Prosthodontics is one of the 9 specialties recognized by the American Dental Association, Royal College of Dentists of Canada, and Royal Australasian College of Dental Surgeons.

A prosthodontist is a dentist who specializes in prosthodontics, the specialty of implant, esthetic and reconstructive dentistry. Prosthodontists specialize in the restoration of oral function by creating prostheses and restorations (i.e., complete dentures, crowns, implant retained/supported restorations). Cosmetic dentistry, implants and joint problems all fall under the field of prosthodontics.

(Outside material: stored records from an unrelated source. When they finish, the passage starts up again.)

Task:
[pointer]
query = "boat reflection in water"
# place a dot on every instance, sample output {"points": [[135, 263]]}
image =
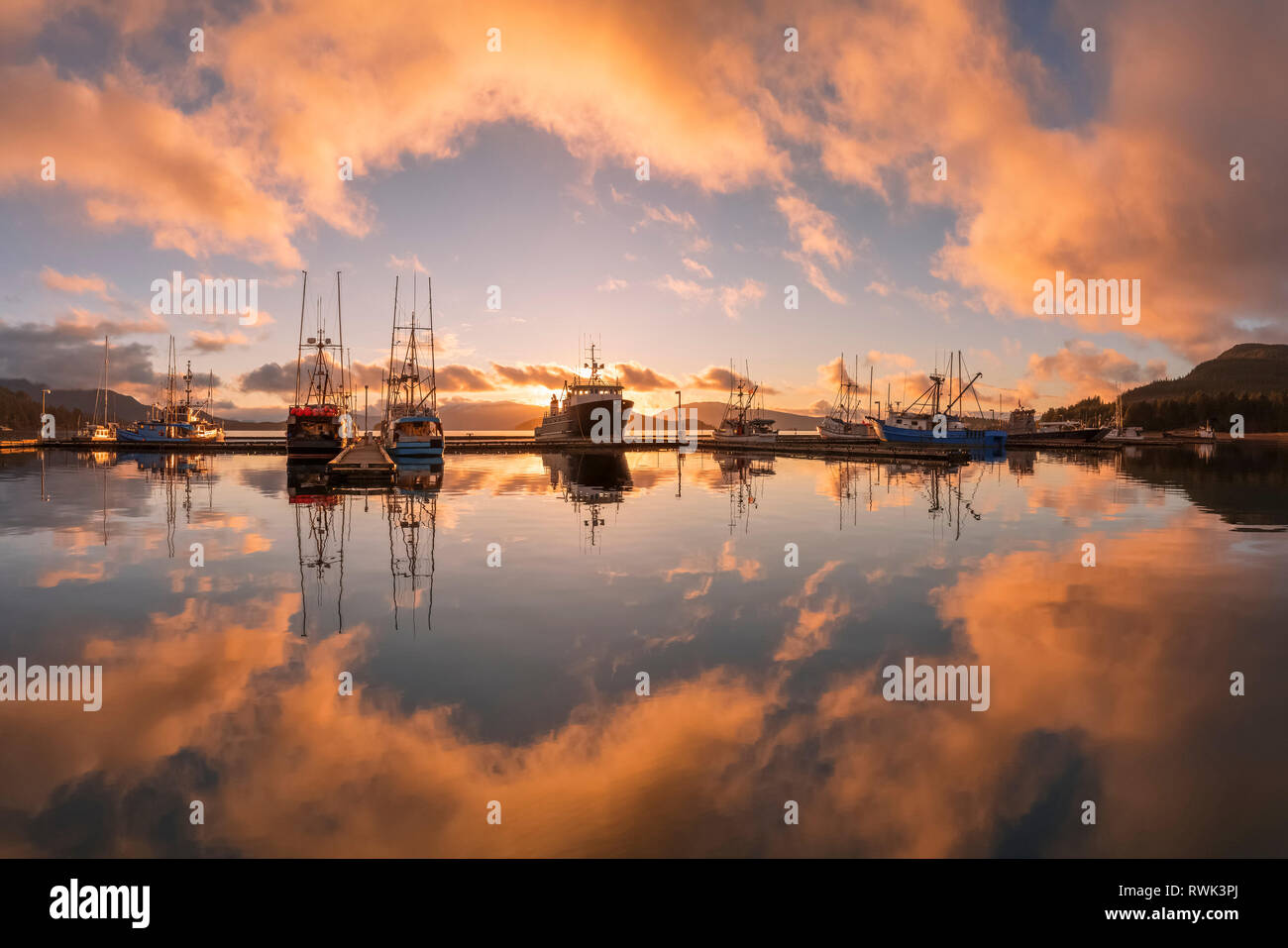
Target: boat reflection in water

The American College of Prosthodontists (ACP) [] ensures standards are maintained in the field. Becoming a prosthodontist requires an additional 3 years of specialty training after obtaining a dental degree. Training consists of rigorous preparation in head and neck anatomy, materials science, esthetics, and occlusion (bite). Due to this extensive training, prosthodontists are frequently called upon to treat complex cosmetic cases, full mouth reconstructions, TMJ related disorders, congenital disorders, and sleep apnea by planning and fabricating various prostheses. Board certification is awarded through the American Board of Prosthodontics (ABP) [] and requires successful completion of the Part I written examination and Part 2, 3 and 4 oral examinations. The written and one oral examination may be taken during the 3rd year of speciality training and the remaining two oral examinations taken following completion of speciality training. Board eligibility starts when an application is approved by the ABP and lasts for six years [] . Diplomates of the ABP are required to have a practice limited to prosthodontics. Fellows of the American College of Prosthodontists (FACP) are required to have a dental degree, have completed 3 years of prosthodontic speciality training and be board certified by the ABP.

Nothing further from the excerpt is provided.